Clearly define the survey’s purpose.
Usually surveys are conducted to gain information that will help make better decisions. What decisions do you hope to make using the survey results? What other goals will be met by conducting the survey? If your survey is used to collect information to assist you in your marketing efforts, clearly identify your marketing goals. Also, have specific plans for how you will use the data once it is collected.
Use surveys that are brief and highly focused.
It is usually better to conduct a narrowly focused survey rather than a master survey covering many objectives. The best surveys take less than ten minutes to complete. A five minute survey focusing on information that will improve decision making is even better. Research shows that participation in surveys lasting more than ten minutes falls off dramatically. Include your most important questions and avoid those that are merely nice to know.
Keep your questions simple.
Simple concise questions are easier to understand and take less time to complete. Avoid jargon and acronyms. Make questions specific and direct. Avoid open-ended questions that lead to reader confusion or doubt.
Use closed-ended questions.
Closed-ended questions require specific answers or choices.

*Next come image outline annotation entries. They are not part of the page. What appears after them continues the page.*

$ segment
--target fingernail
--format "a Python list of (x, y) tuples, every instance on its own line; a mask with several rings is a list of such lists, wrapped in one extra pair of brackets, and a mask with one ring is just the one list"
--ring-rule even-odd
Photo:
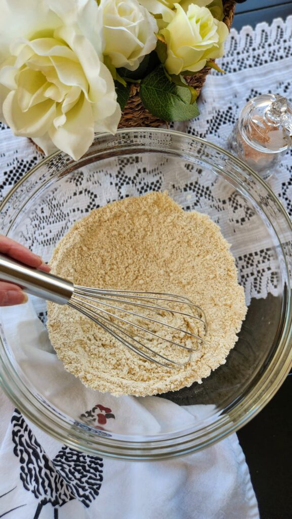
[(27, 295), (22, 290), (7, 290), (2, 301), (3, 306), (22, 305), (28, 299)]
[(51, 270), (51, 267), (48, 265), (47, 265), (46, 263), (44, 263), (38, 267), (38, 268), (40, 270), (43, 270), (44, 272), (49, 272)]

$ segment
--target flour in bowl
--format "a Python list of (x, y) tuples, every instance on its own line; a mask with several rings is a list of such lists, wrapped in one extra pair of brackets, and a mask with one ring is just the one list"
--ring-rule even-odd
[[(62, 239), (50, 265), (75, 284), (177, 294), (205, 311), (204, 342), (186, 365), (172, 370), (138, 357), (69, 307), (48, 303), (50, 338), (65, 368), (86, 386), (116, 395), (157, 394), (201, 382), (225, 363), (246, 312), (219, 227), (206, 215), (184, 211), (166, 193), (92, 211)], [(181, 361), (182, 349), (175, 347), (172, 358)]]

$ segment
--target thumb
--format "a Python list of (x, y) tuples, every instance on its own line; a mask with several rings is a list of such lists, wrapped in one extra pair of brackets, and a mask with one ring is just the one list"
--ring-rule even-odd
[(26, 303), (27, 296), (20, 289), (11, 285), (11, 289), (2, 289), (0, 282), (0, 306), (10, 306)]

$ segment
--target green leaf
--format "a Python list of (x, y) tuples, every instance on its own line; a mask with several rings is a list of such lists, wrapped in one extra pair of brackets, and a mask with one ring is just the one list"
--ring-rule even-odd
[(193, 87), (192, 87), (190, 85), (188, 85), (186, 80), (181, 76), (176, 76), (174, 74), (172, 74), (170, 76), (170, 79), (171, 81), (175, 84), (175, 85), (177, 85), (180, 87), (183, 87), (184, 88), (188, 88), (189, 89), (191, 94), (190, 104), (193, 104), (196, 100), (198, 95), (198, 91), (196, 90), (196, 88), (194, 88)]
[(113, 79), (114, 80), (116, 79), (117, 81), (118, 81), (120, 83), (121, 83), (122, 85), (123, 85), (124, 87), (126, 87), (127, 85), (126, 81), (122, 77), (121, 77), (119, 74), (118, 74), (117, 69), (115, 69), (114, 65), (112, 64), (108, 56), (104, 57), (104, 63), (110, 72), (110, 74), (113, 76)]
[(121, 107), (121, 110), (123, 110), (129, 98), (130, 97), (130, 85), (126, 83), (126, 87), (118, 81), (115, 81), (115, 87), (117, 92), (117, 101)]
[(162, 65), (141, 81), (141, 101), (153, 115), (166, 121), (186, 121), (199, 115), (196, 102), (190, 104), (188, 89), (170, 81)]

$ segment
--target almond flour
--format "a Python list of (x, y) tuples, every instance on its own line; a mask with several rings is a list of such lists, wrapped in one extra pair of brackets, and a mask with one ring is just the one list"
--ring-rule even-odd
[[(170, 370), (139, 357), (69, 307), (48, 303), (50, 338), (65, 368), (86, 386), (117, 396), (157, 394), (201, 383), (225, 363), (246, 312), (219, 227), (206, 215), (183, 211), (166, 193), (92, 211), (62, 238), (50, 265), (53, 273), (75, 284), (171, 292), (204, 309), (204, 343), (185, 366)], [(181, 361), (181, 348), (171, 353)]]

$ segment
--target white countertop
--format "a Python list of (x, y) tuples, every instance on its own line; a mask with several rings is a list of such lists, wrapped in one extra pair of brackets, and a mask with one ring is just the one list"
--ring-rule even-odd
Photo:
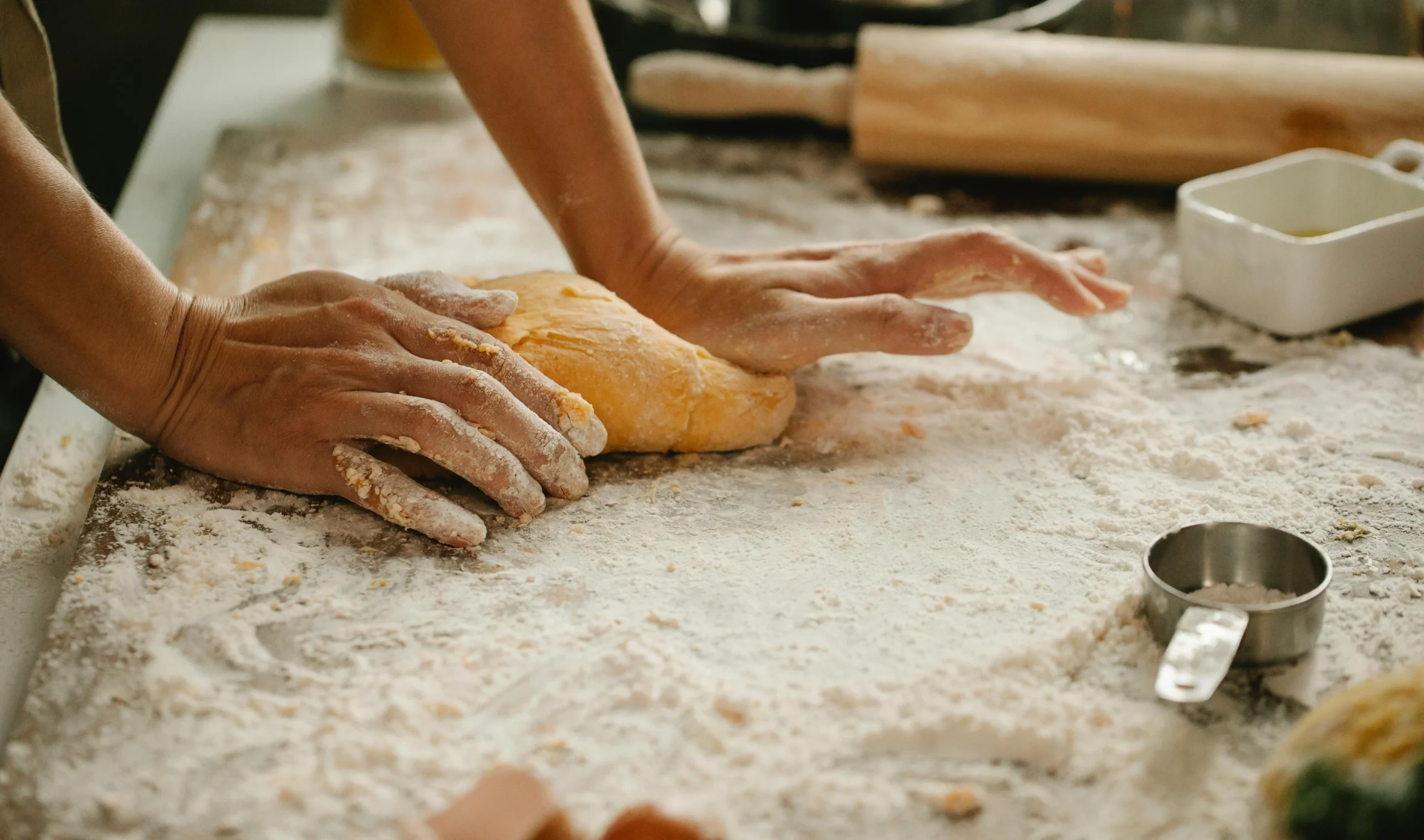
[[(343, 125), (468, 115), (453, 88), (390, 95), (336, 83), (330, 20), (205, 16), (184, 47), (114, 219), (161, 269), (228, 125)], [(74, 557), (112, 426), (46, 379), (0, 473), (0, 743), (24, 699), (60, 582)], [(63, 457), (57, 461), (57, 453)], [(58, 470), (58, 473), (57, 473)], [(37, 498), (36, 474), (63, 478)]]

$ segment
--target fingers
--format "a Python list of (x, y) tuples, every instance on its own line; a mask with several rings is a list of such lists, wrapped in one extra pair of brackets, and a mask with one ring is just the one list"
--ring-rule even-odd
[(842, 243), (780, 255), (779, 286), (820, 298), (899, 293), (950, 299), (983, 292), (1032, 292), (1078, 316), (1121, 309), (1131, 288), (1102, 275), (1095, 248), (1049, 253), (991, 228), (960, 228), (918, 239)]
[(365, 396), (349, 437), (424, 456), (483, 490), (511, 517), (544, 510), (544, 491), (518, 458), (450, 406), (396, 394)]
[(397, 340), (416, 356), (450, 359), (484, 372), (500, 382), (514, 399), (557, 429), (581, 456), (597, 456), (608, 444), (604, 429), (588, 400), (544, 376), (494, 336), (454, 320), (406, 325)]
[(1095, 275), (1108, 273), (1108, 253), (1101, 248), (1072, 248), (1058, 252)]
[(1092, 292), (1099, 302), (1102, 302), (1105, 312), (1116, 312), (1118, 309), (1122, 309), (1132, 298), (1132, 286), (1126, 283), (1111, 280), (1081, 268), (1074, 273), (1078, 278), (1078, 282), (1082, 283), (1085, 289)]
[(813, 298), (797, 292), (772, 332), (786, 342), (779, 369), (833, 353), (879, 350), (938, 356), (964, 349), (974, 335), (970, 316), (901, 295)]
[(332, 448), (332, 463), (342, 480), (342, 495), (360, 507), (456, 548), (484, 541), (480, 517), (390, 464), (345, 443)]
[(399, 379), (413, 396), (453, 407), (507, 448), (550, 495), (578, 498), (588, 490), (584, 460), (572, 443), (488, 373), (422, 359)]
[(404, 295), (416, 306), (481, 329), (504, 323), (520, 302), (507, 289), (470, 289), (443, 272), (392, 275), (376, 283)]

Closed-ended questions can usually be answered with yes, no, or perhaps from multiple choices. Open-ended questions usually invite unique respondent answers. These qualitative answers might be helpful, but they require more time, are usually less precise, and are much harder to correlate.

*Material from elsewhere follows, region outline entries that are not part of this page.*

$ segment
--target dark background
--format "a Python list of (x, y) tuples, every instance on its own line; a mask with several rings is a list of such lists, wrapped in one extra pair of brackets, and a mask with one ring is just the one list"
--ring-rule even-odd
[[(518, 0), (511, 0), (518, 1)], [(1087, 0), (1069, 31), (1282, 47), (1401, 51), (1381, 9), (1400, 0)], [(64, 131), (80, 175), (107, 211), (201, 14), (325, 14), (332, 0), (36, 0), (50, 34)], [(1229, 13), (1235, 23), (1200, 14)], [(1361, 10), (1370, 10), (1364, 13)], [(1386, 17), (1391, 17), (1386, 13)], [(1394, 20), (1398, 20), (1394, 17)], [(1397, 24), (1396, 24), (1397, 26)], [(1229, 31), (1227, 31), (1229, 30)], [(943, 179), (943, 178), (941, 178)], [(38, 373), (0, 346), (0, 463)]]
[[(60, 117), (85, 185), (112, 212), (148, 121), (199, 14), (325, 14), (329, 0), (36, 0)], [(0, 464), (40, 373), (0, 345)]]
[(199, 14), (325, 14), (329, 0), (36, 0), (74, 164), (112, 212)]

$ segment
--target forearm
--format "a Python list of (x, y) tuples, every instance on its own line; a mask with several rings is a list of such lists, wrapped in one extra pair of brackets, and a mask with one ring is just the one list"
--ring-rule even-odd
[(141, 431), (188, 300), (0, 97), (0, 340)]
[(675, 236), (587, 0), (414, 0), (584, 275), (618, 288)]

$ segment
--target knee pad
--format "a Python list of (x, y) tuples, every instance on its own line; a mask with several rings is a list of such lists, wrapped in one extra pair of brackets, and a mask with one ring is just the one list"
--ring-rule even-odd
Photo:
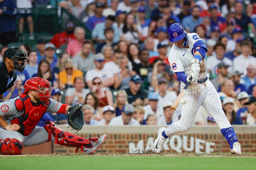
[(0, 153), (4, 155), (19, 155), (23, 150), (23, 144), (16, 139), (7, 138), (0, 140)]

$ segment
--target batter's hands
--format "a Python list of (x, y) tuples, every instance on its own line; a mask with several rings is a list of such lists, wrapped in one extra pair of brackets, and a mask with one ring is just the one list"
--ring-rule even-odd
[(20, 127), (17, 124), (10, 125), (8, 128), (6, 128), (6, 130), (12, 130), (12, 131), (17, 131), (20, 128)]

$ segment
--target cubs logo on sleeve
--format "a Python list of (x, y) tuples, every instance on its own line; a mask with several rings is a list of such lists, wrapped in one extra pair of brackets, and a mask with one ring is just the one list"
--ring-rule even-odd
[(1, 107), (1, 111), (4, 113), (6, 113), (9, 110), (9, 107), (6, 105), (4, 105)]

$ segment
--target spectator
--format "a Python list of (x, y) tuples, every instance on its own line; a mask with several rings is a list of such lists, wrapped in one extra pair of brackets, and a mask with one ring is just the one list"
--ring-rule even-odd
[(109, 125), (121, 126), (123, 125), (139, 125), (140, 123), (132, 118), (134, 113), (134, 107), (132, 105), (128, 104), (124, 106), (122, 115), (111, 119)]
[(168, 57), (166, 57), (167, 53), (167, 47), (169, 45), (168, 43), (164, 41), (160, 42), (158, 44), (157, 48), (157, 50), (159, 53), (159, 56), (150, 57), (149, 61), (150, 64), (153, 64), (156, 58), (160, 58), (164, 62), (166, 65), (170, 64), (169, 61), (168, 61)]
[(84, 11), (79, 15), (79, 19), (84, 23), (86, 23), (89, 18), (95, 14), (96, 4), (95, 2), (91, 2), (88, 4)]
[(7, 46), (16, 41), (16, 16), (15, 1), (0, 2), (0, 44)]
[(224, 62), (226, 65), (230, 66), (230, 67), (228, 68), (229, 71), (232, 70), (232, 61), (224, 56), (225, 49), (225, 46), (223, 44), (220, 42), (217, 43), (213, 48), (216, 55), (209, 57), (206, 61), (208, 72), (214, 75), (218, 74), (217, 72), (218, 65), (221, 63)]
[(71, 40), (68, 44), (67, 52), (72, 57), (81, 51), (84, 42), (85, 41), (85, 30), (81, 26), (77, 26), (74, 31), (76, 39)]
[(241, 92), (246, 91), (245, 86), (239, 83), (242, 74), (243, 73), (239, 71), (234, 70), (229, 73), (228, 76), (228, 77), (233, 82), (235, 85), (234, 90), (237, 94)]
[(246, 15), (243, 13), (243, 4), (240, 1), (236, 1), (235, 4), (235, 17), (236, 23), (242, 28), (243, 33), (248, 32), (249, 25), (253, 26), (252, 20)]
[(42, 59), (39, 62), (37, 72), (32, 76), (32, 77), (39, 77), (49, 81), (52, 88), (58, 87), (58, 83), (56, 78), (52, 72), (50, 64), (46, 59)]
[(116, 15), (119, 0), (111, 0), (110, 7), (104, 9), (102, 13), (102, 15), (107, 17), (109, 15)]
[[(105, 21), (97, 24), (92, 30), (92, 39), (99, 43), (100, 47), (102, 47), (106, 44), (112, 45), (114, 42), (116, 43), (120, 40), (117, 25), (114, 23), (115, 20), (115, 18), (114, 16), (108, 16)], [(111, 35), (109, 35), (110, 30), (112, 33)], [(103, 44), (104, 43), (105, 44)], [(99, 49), (99, 47), (98, 49)], [(97, 51), (96, 52), (99, 52), (100, 49)]]
[(139, 75), (132, 76), (129, 82), (130, 87), (125, 89), (128, 98), (128, 102), (133, 106), (145, 105), (147, 104), (148, 94), (140, 89), (142, 82), (141, 78)]
[(146, 119), (146, 123), (148, 125), (156, 125), (157, 123), (157, 118), (155, 115), (149, 115)]
[(89, 105), (84, 105), (82, 110), (84, 115), (84, 125), (97, 125), (98, 121), (92, 118), (93, 115), (93, 108)]
[(109, 89), (109, 87), (114, 85), (114, 76), (111, 72), (106, 72), (103, 69), (104, 65), (104, 56), (101, 53), (97, 54), (94, 57), (94, 64), (95, 68), (88, 70), (85, 76), (85, 81), (87, 85), (92, 89), (92, 79), (99, 78), (102, 81), (101, 85), (103, 89)]
[(73, 61), (68, 58), (64, 62), (65, 70), (60, 72), (58, 79), (60, 81), (60, 88), (67, 89), (72, 87), (75, 78), (77, 77), (83, 76), (83, 72), (73, 68)]
[(117, 10), (122, 10), (129, 13), (132, 10), (130, 0), (124, 0), (123, 2), (119, 2), (117, 6)]
[(96, 4), (95, 15), (89, 17), (86, 23), (86, 26), (91, 31), (92, 31), (97, 24), (106, 21), (106, 18), (102, 15), (105, 7), (105, 4), (102, 3)]
[(216, 90), (220, 88), (220, 85), (223, 83), (225, 80), (228, 78), (228, 68), (230, 66), (222, 62), (218, 64), (217, 67), (217, 76), (211, 80)]
[(109, 105), (113, 105), (113, 96), (112, 93), (109, 90), (104, 90), (101, 88), (102, 83), (100, 79), (96, 77), (92, 79), (92, 92), (95, 93), (99, 98), (99, 106), (103, 107)]
[(241, 54), (233, 60), (234, 69), (239, 70), (245, 75), (247, 75), (246, 69), (249, 64), (251, 64), (256, 67), (256, 58), (250, 55), (251, 46), (248, 41), (245, 40), (242, 41), (241, 45)]
[(143, 119), (145, 109), (142, 106), (138, 105), (134, 108), (134, 113), (132, 115), (132, 118), (138, 121), (141, 125), (147, 124), (146, 120)]
[(128, 14), (126, 16), (124, 27), (120, 31), (121, 39), (128, 43), (138, 44), (141, 40), (141, 31), (134, 22), (134, 16)]
[(223, 100), (223, 111), (227, 118), (232, 125), (243, 124), (241, 118), (236, 115), (234, 110), (234, 100), (231, 97), (226, 97)]
[(237, 95), (237, 99), (239, 100), (241, 107), (236, 112), (236, 115), (241, 118), (243, 122), (245, 123), (246, 120), (246, 115), (247, 114), (248, 108), (245, 103), (249, 101), (250, 97), (245, 92), (241, 92)]
[[(55, 46), (53, 44), (50, 42), (46, 43), (44, 46), (45, 55), (42, 58), (45, 59), (48, 61), (52, 70), (53, 70), (53, 68), (57, 64), (58, 59), (55, 54)], [(40, 61), (40, 60), (37, 60), (37, 63), (39, 63)]]
[(27, 61), (28, 64), (24, 70), (27, 71), (30, 78), (32, 77), (33, 75), (37, 72), (37, 54), (36, 51), (32, 50), (28, 52)]
[(191, 14), (184, 17), (182, 20), (182, 25), (186, 30), (193, 32), (195, 27), (202, 23), (203, 18), (200, 17), (200, 9), (197, 6), (192, 8)]
[(150, 92), (148, 95), (148, 104), (144, 107), (145, 114), (144, 119), (146, 119), (148, 115), (155, 114), (157, 117), (159, 118), (160, 115), (156, 115), (157, 103), (158, 103), (159, 94), (157, 92)]
[(172, 123), (172, 115), (174, 111), (171, 109), (172, 103), (168, 102), (163, 105), (164, 115), (158, 119), (158, 126), (166, 126)]
[(190, 14), (189, 10), (191, 4), (189, 1), (184, 1), (183, 2), (183, 11), (178, 16), (181, 21), (182, 21), (184, 17), (188, 16)]
[(39, 62), (44, 56), (44, 46), (45, 42), (43, 39), (37, 40), (36, 41), (36, 52), (37, 53), (37, 61)]
[(124, 105), (128, 104), (127, 93), (123, 90), (118, 90), (116, 96), (116, 103), (114, 104), (116, 108), (116, 116), (121, 115)]
[(108, 125), (111, 120), (115, 115), (115, 109), (111, 106), (106, 106), (102, 108), (103, 117), (104, 118), (99, 121), (98, 125), (105, 126)]
[(83, 72), (91, 70), (93, 67), (93, 55), (92, 44), (89, 41), (83, 43), (82, 52), (73, 58), (74, 68)]
[(84, 83), (83, 77), (76, 77), (73, 85), (74, 87), (68, 88), (67, 90), (65, 103), (69, 105), (72, 103), (84, 104), (85, 96), (90, 91), (84, 88)]
[(124, 90), (129, 87), (129, 82), (131, 79), (132, 72), (129, 69), (128, 59), (126, 57), (122, 57), (118, 62), (121, 70), (114, 76), (114, 88)]
[[(28, 66), (27, 66), (28, 67)], [(256, 84), (256, 68), (252, 64), (248, 65), (247, 67), (247, 74), (245, 77), (242, 79), (244, 82), (246, 90), (251, 85)]]
[(151, 71), (153, 66), (149, 62), (149, 56), (148, 50), (142, 49), (140, 51), (139, 59), (140, 63), (135, 64), (132, 67), (132, 70), (140, 75), (142, 79), (145, 81), (149, 72)]
[(73, 39), (76, 39), (74, 34), (75, 25), (71, 21), (66, 24), (65, 31), (55, 34), (51, 40), (50, 42), (54, 45), (57, 48), (61, 45), (67, 44)]
[(255, 126), (256, 122), (256, 98), (254, 97), (251, 97), (250, 101), (245, 104), (248, 106), (248, 112), (246, 124)]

Keep rating scale questions consistent.
Rating scales can be a useful way to collect and compare sets of data. In order to gain the respondent’s confidence and to avoid confusion, it is important to use consistent rating scales. If you use a 1-5 rating scale to indicate worst to best, or weak to strong, use 1-5 with directional consistency throughout your survey. Avoid higher rating values or reversing scale direction.
Order surveys logically.
If possible, keep your survey questions in logical order. It will help the respondent. It helps to include a brief introduction, including the purpose of the survey. Proceed from there to the broader-based survey questions. Follow with questions that are narrower in scope. Demographic and sensitive data should be collected near the end of the survey. If you need contact information, request that last.
Conduct a trial run.
You can avoid lots of mistakes and snags by pre-testing your survey on a sample audience or on co-workers. Use your test audience to make sure that they properly interpret your questions and that they complete the survey in the desired time.
Consider your audience when sending out survey invitations.

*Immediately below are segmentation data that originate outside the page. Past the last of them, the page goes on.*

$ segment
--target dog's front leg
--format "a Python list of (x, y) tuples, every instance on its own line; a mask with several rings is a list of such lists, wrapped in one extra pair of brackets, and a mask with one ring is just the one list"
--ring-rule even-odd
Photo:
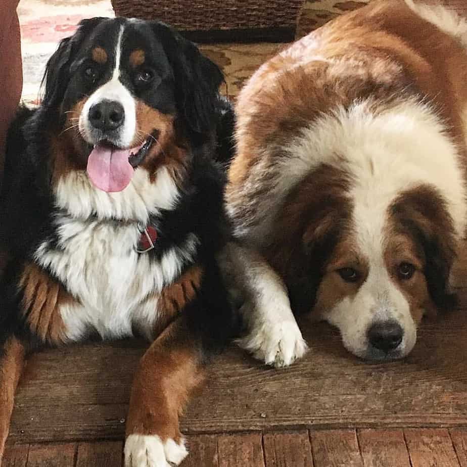
[(240, 311), (247, 332), (241, 347), (258, 360), (276, 367), (287, 366), (307, 350), (290, 307), (286, 286), (266, 259), (234, 242), (219, 258), (223, 275), (234, 294), (240, 294)]
[(9, 338), (0, 349), (0, 465), (25, 356), (24, 346), (15, 337)]
[(202, 352), (182, 316), (145, 354), (131, 390), (125, 467), (178, 465), (188, 453), (178, 417), (203, 379)]

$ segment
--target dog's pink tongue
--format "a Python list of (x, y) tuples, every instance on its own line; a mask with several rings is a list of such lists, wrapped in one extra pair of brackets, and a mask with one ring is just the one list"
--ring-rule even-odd
[(131, 152), (131, 149), (96, 145), (87, 159), (87, 174), (91, 181), (105, 192), (121, 192), (133, 176), (133, 167), (128, 161)]

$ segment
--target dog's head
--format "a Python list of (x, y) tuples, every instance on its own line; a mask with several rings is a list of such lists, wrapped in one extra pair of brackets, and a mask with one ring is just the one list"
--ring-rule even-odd
[(403, 191), (380, 212), (377, 200), (352, 197), (352, 184), (326, 166), (308, 177), (285, 210), (293, 250), (277, 249), (275, 260), (287, 265), (293, 307), (336, 326), (348, 350), (370, 360), (401, 358), (423, 315), (454, 305), (452, 219), (432, 186)]
[[(56, 184), (80, 171), (93, 189), (116, 194), (156, 183), (162, 167), (176, 178), (191, 150), (215, 133), (222, 80), (217, 66), (165, 24), (83, 20), (44, 77), (42, 107), (51, 124), (60, 122), (51, 131)], [(170, 191), (169, 181), (163, 184)]]

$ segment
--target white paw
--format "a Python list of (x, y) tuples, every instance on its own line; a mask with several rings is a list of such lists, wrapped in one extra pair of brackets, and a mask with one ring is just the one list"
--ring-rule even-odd
[(165, 443), (159, 436), (130, 435), (125, 442), (125, 467), (171, 467), (186, 457), (184, 440)]
[(241, 347), (252, 352), (255, 358), (276, 368), (288, 366), (308, 350), (295, 320), (274, 324), (263, 323), (238, 342)]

Be sensitive to busy times of year or upcoming holidays. If your survey is targeted at employees, send the survey during business hours. Of the business days, Monday and Friday are statistically proven to be better days for respondent to receive surveys.
Consider sending reminders to prospective participants.
Reminders may not always be appropriate, but they can be useful to help potential respondents remember to complete the survey. Let’s face it. Potential participants are busy with priorities that they find more important than your survey. One or two reminders indicating why the survey is important might significantly boost your results.